Im Schauspiel zum Motto – die Kunst Nr. 1 – gibt es lustvoll – leidenschaftliches Theater: Der Mensch und sein Hab und Gut als irdischer Schatz, wie er schreit, stöhnt, herrscht, zittert, beansprucht, nicht wahrhaben will, stürzt wieder und wieder. Kein Moralisieren, kein Lehrstück, Kunst nicht als Waffe, sondern Schaustück, ja fast Spektakel: so kann es sein, so ist es wirklich, so kommt´s hervor, wenn wir´s euch zeigen!

Das Kirchentagslied ist Kunst Nummer 2  und zeigt das Ziel: Wofür lohnt es sich zu leben? / Ich schlage mal was vor /: Wie wär’s mit Werten wie Frieden, Freiheit, Gerechtigkeit und Demokratie? / Ich steh auch sehr auf das, was schon in der Bibel steht: wie etwa / Nächstenliebe, Mitgefühl und Solidarität./ Ich finde, das sind Werte, die lassen sich durchaus herzeigen. / Setzen wir für diese Schätze uns mit ganzem Herz ein! / Der, der seinem Herzen folgt, wird wirklich reich an Seligkeit, Glück, Selbstzufriedenheit und Ausgeglichenheit.

Die Prinzen werden wohl abgelehnt haben.
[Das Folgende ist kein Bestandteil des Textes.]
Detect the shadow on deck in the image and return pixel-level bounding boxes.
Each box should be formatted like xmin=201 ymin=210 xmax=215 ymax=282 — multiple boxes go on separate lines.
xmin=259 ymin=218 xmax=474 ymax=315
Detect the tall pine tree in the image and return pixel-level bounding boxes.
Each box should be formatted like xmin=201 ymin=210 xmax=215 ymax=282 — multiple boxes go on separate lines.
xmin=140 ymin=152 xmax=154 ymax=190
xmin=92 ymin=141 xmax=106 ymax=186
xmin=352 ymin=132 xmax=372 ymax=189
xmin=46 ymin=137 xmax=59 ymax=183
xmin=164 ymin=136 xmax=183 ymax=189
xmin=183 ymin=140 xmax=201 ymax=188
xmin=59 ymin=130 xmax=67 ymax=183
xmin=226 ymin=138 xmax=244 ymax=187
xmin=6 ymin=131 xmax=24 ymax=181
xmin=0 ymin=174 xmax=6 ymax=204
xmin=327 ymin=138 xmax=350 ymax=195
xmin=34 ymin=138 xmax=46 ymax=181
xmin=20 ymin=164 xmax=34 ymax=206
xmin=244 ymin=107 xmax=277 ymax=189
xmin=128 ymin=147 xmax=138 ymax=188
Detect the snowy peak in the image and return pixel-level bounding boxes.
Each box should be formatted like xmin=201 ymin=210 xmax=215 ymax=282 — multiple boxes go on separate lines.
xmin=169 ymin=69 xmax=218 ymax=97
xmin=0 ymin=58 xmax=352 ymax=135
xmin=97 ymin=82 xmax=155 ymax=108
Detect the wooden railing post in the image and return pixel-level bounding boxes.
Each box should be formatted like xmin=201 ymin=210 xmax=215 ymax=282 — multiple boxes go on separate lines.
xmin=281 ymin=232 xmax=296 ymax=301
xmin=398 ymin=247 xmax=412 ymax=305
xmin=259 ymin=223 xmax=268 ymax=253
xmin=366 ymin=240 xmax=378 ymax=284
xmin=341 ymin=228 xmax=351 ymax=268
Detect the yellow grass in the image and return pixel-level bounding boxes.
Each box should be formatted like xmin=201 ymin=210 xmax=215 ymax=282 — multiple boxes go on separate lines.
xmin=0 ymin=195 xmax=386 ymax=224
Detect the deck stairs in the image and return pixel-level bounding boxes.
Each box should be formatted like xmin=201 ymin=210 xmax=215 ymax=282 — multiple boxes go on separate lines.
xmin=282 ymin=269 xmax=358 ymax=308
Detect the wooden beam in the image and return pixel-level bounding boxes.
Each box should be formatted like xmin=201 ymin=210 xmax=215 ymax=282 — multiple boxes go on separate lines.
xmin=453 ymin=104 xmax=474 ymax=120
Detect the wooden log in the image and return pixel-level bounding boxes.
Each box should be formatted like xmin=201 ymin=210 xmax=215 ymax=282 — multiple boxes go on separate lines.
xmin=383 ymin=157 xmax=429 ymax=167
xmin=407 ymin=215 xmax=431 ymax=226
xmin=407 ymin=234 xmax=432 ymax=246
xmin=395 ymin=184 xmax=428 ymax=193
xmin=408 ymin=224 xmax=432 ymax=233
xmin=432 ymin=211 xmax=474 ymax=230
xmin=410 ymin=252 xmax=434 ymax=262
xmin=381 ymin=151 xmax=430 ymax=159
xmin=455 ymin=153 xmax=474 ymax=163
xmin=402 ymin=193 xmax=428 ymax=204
Sie wären es gewesen. Kunst. Nicht selbstzufrieden. So wird es schon Programmgesang. Ich sag euch mal was. Seien wir Demokraten. Dann sind wir Christen?? Die Bläser sind Kunst Nr. 3. Sie blasen die Alten Weisen vielstimmig, inbrünstig und schmetternd und ziehen dann die Promenade entlang durch das winkend Volk, Formation für Formation in voller Folklore. No comment.

Geld regiert freie Christen nicht!

Der referierende Bischof ist nicht formiert, sondern frei, kommunikativ, ja beseelt. Geld regiert freie Christen nicht! Doch auch ich bin nicht frei von Versuchung. Christen sind nicht die Welt, weil sie deren Angst nicht teilen. Sie suchen Sicherheit nicht in der Weltwährung, sondern in Gott.  Sie finden sie im Glauben und sie brauchen nicht zu missionieren. Sie missionieren ständig, sagt der jüdische Gesandte.

Wir sind gern hier als Juden. Ich rufe allen ein „Schalom“ zu. Wir nehmen das nicht so. Wir haben große Erfahrung in Selbstbehauptung. Wir arbeiten miteinander. Erfolgreich, sehr erfolgreich. Dann kommt der Präsident. Der Ordner räumt schon eine halbe Stunde vorher den Zugang: „Hier wird er kommen. Ich höre schon die Sirenen. Bitte räumen Sie den Zugang. Ja, Sie können nach rechts oder links, nach allen Seiten, nur hier nicht“.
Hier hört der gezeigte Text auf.